There’s something about our sense of smell that makes food particularly delicious to us. How do you feel after you catch a whiff of French fries? If you couldn’t smell them, would you crave them as much? More importantly, how would your body react?
This is exactly what a group of researchers from the University of California – Berkeley wanted to find out. (Riera, 2017) They assumed that the sense of smell would automatically translate into less eating – and therefore less weight gain – among rats. But was their hypothesis correct?
To start, researchers stripped the sense of smell from a group of rats. They found that they burned fat more intensely than mice who had normal olfactory brain cells. As it turned out, they had higher levels of adrenaline than ordinary mice.
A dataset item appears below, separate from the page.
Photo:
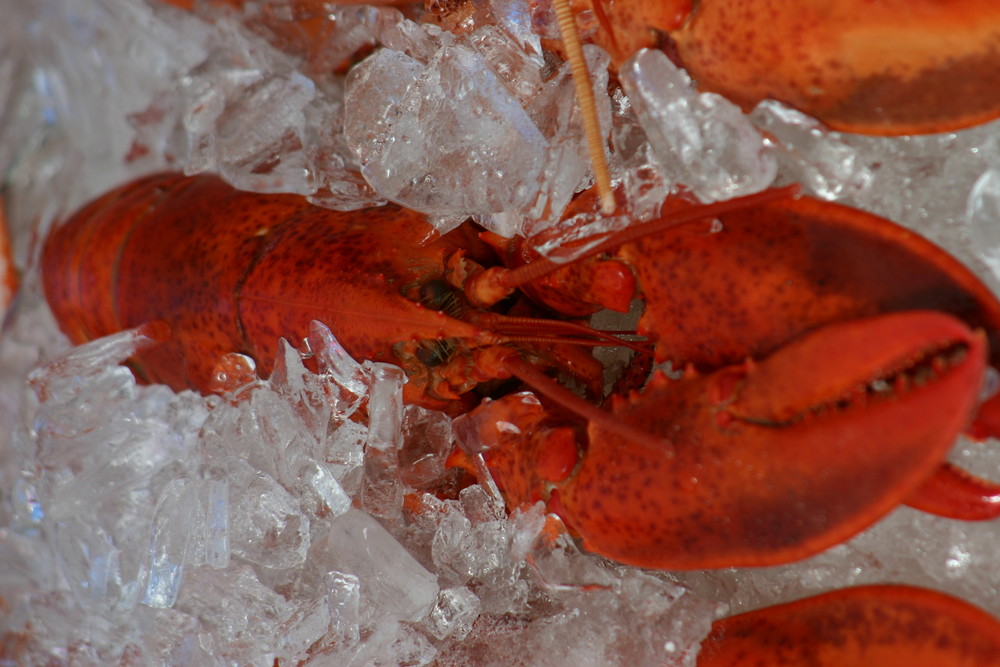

When their olfactory brain cells were disabled, they lost one-third of their body weight, and most of it was fat.
“I was shocked — the effect was so robust,” UC Berkeley stem cell biologist and geneticist Andrew Dillin told the Los Angeles Times. “I was convinced they were just eating less. When it became clear they weren’t, I thought, ‘Wow, this is incredibly interesting.’” (Healy, 2017)
To counter their initial experiment, the researchers then created “super smelling” rats by altering their brains’ olfactory systems. In the end, they had a greater risk of weight gain and impaired metabolism compared to their counterparts.
However, the “black and white” results still seem to boil down to one key fact: adrenaline plays a key role in how fat burns within a mouse’s body.
Adrenaline is not only critical to the “fight or flight response,” but stresses, such as cold. High levels of adrenaline within a rat’s body appear to “activate special stores of energy-intensive ‘brown fat,’” resulting in the burning of white fat for fuel. The end result in fat loss.
Humans, Mice and Fat Storage
“This paper is one of the first studies that really shows if we manipulate olfactory inputs we can actually alter how the brain perceives energy balance, and how the brain regulates energy balance,” said Céline Riera, a former UC Berkeley postdoctoral fellow. (“Smelling your food makes you fat,” 2017)
However, it’s important to note that the results are not necessarily indicative of how fat and adrenaline react in the human body. While it’s true that the loss of scent can result in food becoming less appetizing to humans, more research still needs to be conducted on the matter.
“If we can validate this in humans, perhaps we can actually make a drug that doesn’t interfere with smell but still blocks that metabolic circuitry,” Dillin continued. “That would be amazing.”